Can someone explain how cout works. I've heard it refers the the standard output stream and it's an object. But i'm a bit confused on the object part, probably because i have a limited knowledge of them. The objects i've seen in code and worked with all use the dot operator '.' to access its member functions. If cout is an object (which i'm not douting it is ) how can you use it just as it is, cout?

cout and cin are objects that have access to the 'queues' for data in your system. They have overloaded operators (which you will learn about if you get deep enough into OOP (speaking of which, does anybody get the joke in my sig? I usually get a couple comments when I change it). The operators are overloaded so you can specify how the data is to be handled.

I'm still unclear.

As far as i know, an object creates itself in memory from it's class. But an object is usless by itself. You can't just type the objects name and expect it to do something, you have to access it's member functions for it to do what you want. To me an object has it's dot operator and then it's member function as in

Code:

someobj.somfunc()

Even if the dot operator is overloaded with cout / cin, where is their member functions?

Overloaded operators is how cout and cin working without calling member functions using the dot operator directly. An operator is really just a function, so when you see the operator << in the following statement:

cout << 3;

It is really calling a function named operator<<. Since cout has an operator<< member function for each built-in type, that code is the same as the following:

cout.operator<<(3);

So you really are calling a member function of cout, it is just more readible and convenient to use the other form of overloaded operators.

Sometimes, the operator<< is defined as a global function, but even then the cout object is passed to the global function, where its member functions can then be used.

Wow!!

I'm so excited. Thanks jlou, i completely understand it now! I did some basic read up on operator overloading and it all makes sense. Cheers

Another question has come to mind.

cout is an object, which means it doesn't get defined until the linking process. This is after compilation, so how does the compiler know about cout and not signal an error?

cout is an instance of an ostream object. Just like all other objects, functions, etc, the compiler does not necessarily need definitions to do its work. It only needs declarations.

So, if inside the <iostream> header, an instance of ostream is declared named cout, and the ostream class is declared (I'm simplifying it since ostream is really a typedef for basic_ostream<char>), then when your code uses cout, the compiler knows what cout is and what it can do. For example, the ostream class has a declaration for an operator<<, so at compile time the compiler sees that a function operator<< exists that takes an int, and continues compiling happily. When it links, it links the defintion of that function to the place in your code where you called it.

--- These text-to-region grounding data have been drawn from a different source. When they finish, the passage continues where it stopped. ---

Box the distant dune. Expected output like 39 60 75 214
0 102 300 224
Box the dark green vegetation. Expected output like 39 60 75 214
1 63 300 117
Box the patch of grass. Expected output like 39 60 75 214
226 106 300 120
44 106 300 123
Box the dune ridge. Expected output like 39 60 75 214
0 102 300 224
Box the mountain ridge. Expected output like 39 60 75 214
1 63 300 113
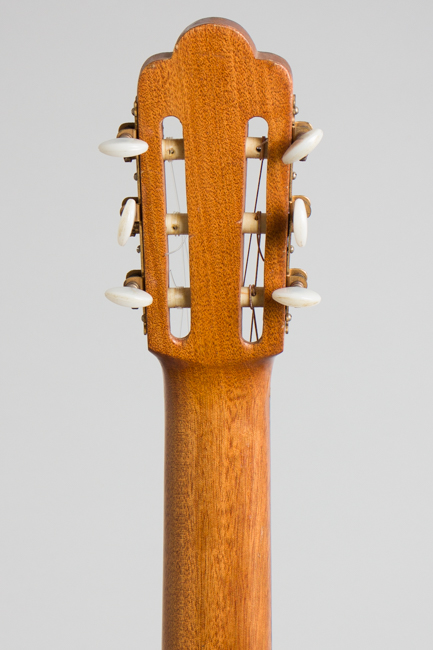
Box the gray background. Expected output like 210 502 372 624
1 0 432 648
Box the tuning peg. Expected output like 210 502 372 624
293 198 308 247
105 286 153 308
282 128 323 165
272 286 321 308
98 138 148 158
118 199 137 246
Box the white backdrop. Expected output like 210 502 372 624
1 0 432 648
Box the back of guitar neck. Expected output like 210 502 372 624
162 358 273 650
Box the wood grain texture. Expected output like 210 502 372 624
162 358 273 650
137 17 293 364
136 18 294 650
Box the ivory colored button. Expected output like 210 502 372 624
293 198 308 247
118 199 137 246
282 129 323 165
105 286 153 308
98 138 148 157
272 286 321 308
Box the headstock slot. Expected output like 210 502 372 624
162 116 190 339
137 19 292 365
242 117 268 343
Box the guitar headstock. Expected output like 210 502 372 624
100 18 322 366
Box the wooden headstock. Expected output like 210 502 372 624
138 19 292 365
101 18 323 367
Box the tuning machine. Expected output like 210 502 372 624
273 268 321 308
289 196 311 248
118 198 139 246
105 271 152 309
280 112 322 326
283 121 323 165
99 123 148 161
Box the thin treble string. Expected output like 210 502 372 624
249 304 259 341
254 232 262 287
242 237 252 286
165 159 186 255
168 159 189 336
184 236 190 332
166 238 186 255
169 159 181 213
245 140 267 342
242 149 266 285
253 142 266 275
169 270 177 287
250 234 262 342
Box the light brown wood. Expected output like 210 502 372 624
162 359 273 650
136 18 294 650
137 17 292 364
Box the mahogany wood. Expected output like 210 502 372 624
135 18 294 650
162 359 272 650
137 17 293 363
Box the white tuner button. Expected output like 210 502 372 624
105 286 153 308
118 199 137 246
98 138 148 157
272 286 321 308
282 128 323 165
293 198 308 247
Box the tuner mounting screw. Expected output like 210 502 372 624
284 308 292 334
136 245 141 253
292 171 297 180
290 245 294 253
134 172 138 181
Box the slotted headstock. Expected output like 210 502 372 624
101 18 323 366
139 18 291 365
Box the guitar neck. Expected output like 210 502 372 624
161 357 273 649
100 16 323 650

So the short answer is the difference between declarations and definitions. The compiler doesn't need definitions, only declarations. It doesn't need to know how an object or function works, it only needs to know what it can do.

continues compiling happily.

So, if inside the <iostream> header, an instance of ostream is declared named cout...

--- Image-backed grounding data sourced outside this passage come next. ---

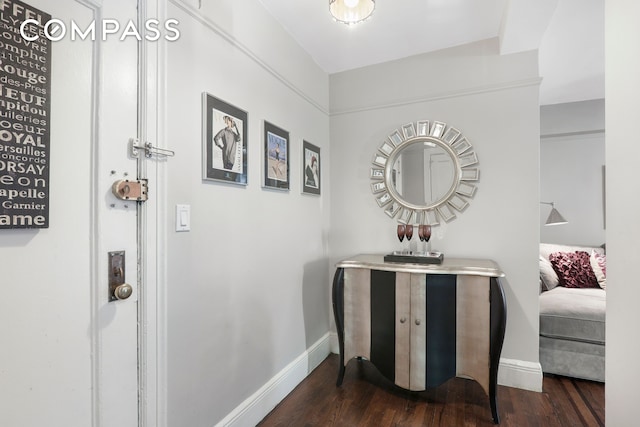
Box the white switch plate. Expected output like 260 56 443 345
176 204 190 232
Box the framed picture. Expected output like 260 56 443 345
202 93 248 185
263 121 289 190
302 140 320 195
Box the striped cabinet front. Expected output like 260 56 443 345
342 268 490 392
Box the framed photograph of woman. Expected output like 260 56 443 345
302 140 320 195
202 93 248 185
263 121 289 191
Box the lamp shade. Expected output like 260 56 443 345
329 0 375 25
545 207 568 226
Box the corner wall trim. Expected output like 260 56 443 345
540 129 605 140
214 333 331 427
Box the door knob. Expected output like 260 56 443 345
114 283 133 300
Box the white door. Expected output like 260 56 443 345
0 0 144 425
427 151 455 203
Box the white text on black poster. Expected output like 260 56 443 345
0 0 51 228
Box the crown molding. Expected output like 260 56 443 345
330 77 543 116
169 0 329 116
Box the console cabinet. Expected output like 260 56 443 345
332 254 506 424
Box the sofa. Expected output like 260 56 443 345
538 243 606 382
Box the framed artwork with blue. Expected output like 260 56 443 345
263 121 289 191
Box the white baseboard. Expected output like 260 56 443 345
215 333 331 427
330 332 543 392
498 358 543 392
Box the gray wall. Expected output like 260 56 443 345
329 40 542 374
606 0 640 424
164 1 330 425
540 99 605 245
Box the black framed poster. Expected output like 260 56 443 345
302 140 320 195
202 92 248 185
263 121 289 191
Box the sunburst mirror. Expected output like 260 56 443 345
370 120 479 226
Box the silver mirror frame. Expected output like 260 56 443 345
370 120 479 225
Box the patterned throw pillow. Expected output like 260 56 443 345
590 251 607 290
549 251 600 288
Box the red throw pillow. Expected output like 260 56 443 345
549 251 600 288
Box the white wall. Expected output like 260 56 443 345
0 2 94 424
605 0 640 424
540 100 605 245
163 1 330 425
540 99 605 135
329 39 542 388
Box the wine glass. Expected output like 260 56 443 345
405 225 414 254
396 224 405 254
423 225 431 243
405 225 413 241
423 225 432 254
418 224 432 253
397 224 405 242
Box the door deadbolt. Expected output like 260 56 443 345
108 251 133 302
112 179 148 201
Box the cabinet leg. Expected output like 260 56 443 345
490 391 500 424
332 267 346 387
489 277 507 424
336 363 345 386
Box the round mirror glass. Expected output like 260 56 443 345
370 120 480 225
390 140 456 207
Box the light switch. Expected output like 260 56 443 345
176 204 190 232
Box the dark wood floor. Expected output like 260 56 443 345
258 354 604 427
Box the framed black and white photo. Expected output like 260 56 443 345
302 140 320 195
202 93 248 185
263 121 289 190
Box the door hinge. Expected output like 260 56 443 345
112 178 148 202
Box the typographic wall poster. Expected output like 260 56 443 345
202 92 248 185
0 0 52 228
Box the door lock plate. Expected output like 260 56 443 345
108 251 131 302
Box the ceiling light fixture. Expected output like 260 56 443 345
329 0 375 25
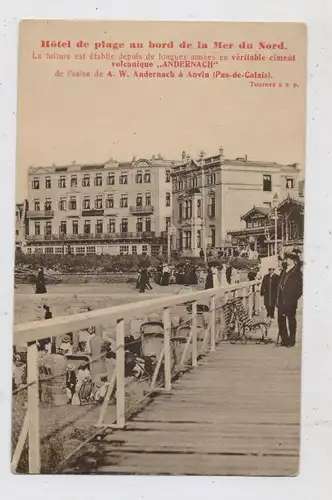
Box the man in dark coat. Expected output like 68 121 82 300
225 265 232 285
276 252 303 347
260 268 280 318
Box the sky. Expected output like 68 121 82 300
15 20 307 202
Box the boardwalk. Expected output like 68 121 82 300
65 305 302 476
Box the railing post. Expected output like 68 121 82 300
27 341 40 474
242 285 248 311
116 318 125 428
248 284 253 318
191 301 198 367
210 295 216 351
163 307 172 391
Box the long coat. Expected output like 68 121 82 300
139 270 149 291
276 265 303 312
260 273 280 307
205 269 214 289
35 270 47 294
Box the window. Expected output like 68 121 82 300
45 221 52 235
69 196 77 210
263 202 271 208
263 174 272 192
60 221 67 235
120 194 128 208
185 200 192 219
45 247 54 254
193 176 198 187
152 245 160 257
83 196 91 209
166 217 171 230
82 174 90 187
142 244 148 256
145 217 152 232
87 246 96 254
34 222 40 235
84 220 91 234
286 177 295 189
120 218 128 233
119 173 128 184
95 195 103 209
166 192 171 207
144 170 151 183
208 197 215 218
72 220 78 234
179 202 183 222
105 194 114 208
15 229 19 236
71 175 78 188
184 231 192 249
75 246 85 254
166 170 171 183
45 177 51 189
55 247 64 254
27 247 32 254
32 177 40 189
136 171 143 183
107 173 115 185
120 245 129 256
58 197 66 211
197 229 202 248
145 193 151 206
136 193 143 207
34 199 40 211
45 198 52 211
210 226 216 247
131 245 137 255
96 219 103 234
59 176 66 188
136 217 143 232
197 199 202 218
208 173 216 185
109 218 116 233
34 247 43 254
95 173 103 186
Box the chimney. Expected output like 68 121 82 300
244 155 248 162
219 146 224 155
182 151 186 160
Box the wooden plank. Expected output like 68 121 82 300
27 341 41 473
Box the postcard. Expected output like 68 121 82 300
12 20 306 475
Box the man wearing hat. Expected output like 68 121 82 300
260 266 280 318
276 251 303 347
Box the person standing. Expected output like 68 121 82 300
160 263 170 286
211 264 220 288
139 268 149 292
35 267 47 294
205 264 214 290
276 252 303 347
226 265 232 285
260 267 280 318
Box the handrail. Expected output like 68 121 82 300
12 279 262 474
13 280 262 346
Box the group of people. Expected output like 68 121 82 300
260 250 303 347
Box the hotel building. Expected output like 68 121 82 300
171 148 301 257
24 155 180 256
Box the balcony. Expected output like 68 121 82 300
81 209 104 217
129 205 155 215
27 210 54 219
26 231 156 243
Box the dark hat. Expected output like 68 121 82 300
284 251 299 261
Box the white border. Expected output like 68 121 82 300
1 1 332 499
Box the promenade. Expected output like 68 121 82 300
64 303 302 476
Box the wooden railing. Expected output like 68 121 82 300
12 280 262 474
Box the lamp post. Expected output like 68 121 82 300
199 150 207 264
272 193 279 256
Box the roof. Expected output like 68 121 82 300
241 206 271 221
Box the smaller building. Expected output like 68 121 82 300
15 201 27 250
228 196 304 257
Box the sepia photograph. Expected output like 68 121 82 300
12 20 306 476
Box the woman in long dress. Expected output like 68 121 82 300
211 265 220 288
205 265 214 289
35 267 47 294
160 264 170 286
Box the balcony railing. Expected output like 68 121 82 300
26 210 54 219
129 205 155 214
26 231 156 242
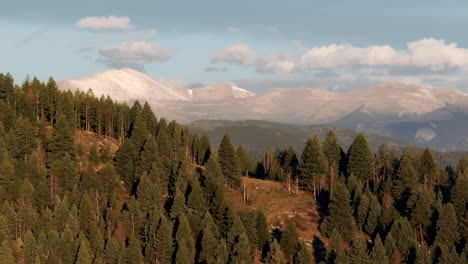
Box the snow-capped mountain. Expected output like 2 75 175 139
58 68 191 102
189 83 255 102
57 68 468 150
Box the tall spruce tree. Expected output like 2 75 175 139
347 134 372 182
323 130 341 198
218 135 240 189
299 136 326 197
321 183 356 241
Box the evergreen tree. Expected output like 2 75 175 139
419 148 437 187
187 180 206 214
136 136 158 177
293 242 311 264
218 135 240 189
392 153 418 201
280 222 299 262
389 217 416 259
115 139 138 191
435 203 460 247
321 183 356 241
328 229 348 264
364 194 381 235
76 239 92 264
104 237 121 264
23 230 37 264
299 136 326 196
347 134 372 182
349 237 370 264
370 235 388 264
175 216 195 262
231 232 252 264
0 240 14 264
124 235 143 264
265 239 286 264
198 225 217 264
356 194 370 230
255 210 270 249
323 130 341 198
14 116 37 159
155 216 174 264
47 114 75 162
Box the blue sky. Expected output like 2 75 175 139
2 0 468 92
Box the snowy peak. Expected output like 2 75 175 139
58 68 191 102
58 68 255 106
189 83 255 102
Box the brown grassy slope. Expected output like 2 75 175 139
225 177 325 246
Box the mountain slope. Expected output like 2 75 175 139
189 119 467 166
58 68 191 102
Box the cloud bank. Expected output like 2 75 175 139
75 16 132 31
211 38 468 75
97 41 171 71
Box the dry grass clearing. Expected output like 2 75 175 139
225 177 325 246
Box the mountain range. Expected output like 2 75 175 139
58 68 468 151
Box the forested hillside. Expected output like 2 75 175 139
0 72 466 264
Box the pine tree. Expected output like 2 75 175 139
299 136 326 197
280 222 299 262
0 240 14 264
155 216 174 264
392 153 418 201
390 217 416 258
124 235 143 264
435 203 460 247
14 116 37 159
231 232 252 264
47 114 75 162
115 139 138 191
104 237 121 264
170 188 187 220
364 194 381 235
218 135 240 189
328 229 348 264
23 230 37 264
323 130 341 198
349 237 370 264
76 239 92 264
198 225 217 264
321 183 356 241
175 215 195 262
293 242 311 264
419 148 436 187
136 136 158 177
370 234 388 264
347 134 372 182
265 239 286 264
407 190 433 245
187 180 206 214
255 210 269 249
88 144 99 165
356 194 370 230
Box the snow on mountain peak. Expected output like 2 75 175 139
58 68 255 105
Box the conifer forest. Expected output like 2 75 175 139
0 72 466 264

Oh, i never knew an object could be declared. I looked in my iostream header file and i found this:

Code:

#ifndef _CPP_IOSTREAM
#define _CPP_IOSTREAM	1

#pragma GCC system_header

#include <bits/c++config.h>
#include <ostream>
#include <istream>

namespace std 
{
  extern istream cin;
  extern ostream cout;
  extern ostream cerr;
  extern ostream clog;
#ifdef _GLIBCPP_USE_WCHAR_T
  extern wistream wcin;
  extern wostream wcout;
  extern wostream wcerr;
  extern wostream wclog;
#endif

  // For construction of filebuffers for cout, cin, cerr, clog et. al.
  static ios_base::Init __ioinit;
} // namespace std

#endif

is the code in red declaring iostream's objects?

Basically, yes, I believe so.

But even if it was instantiating the cout object right there inside <iostream>, it would be declaraing it at the same time. You can define something at the same time as you declare it if you like. So if all the compiler could see was the instantiation of an object, that would be enough to use as a declaration to continue compiling happily.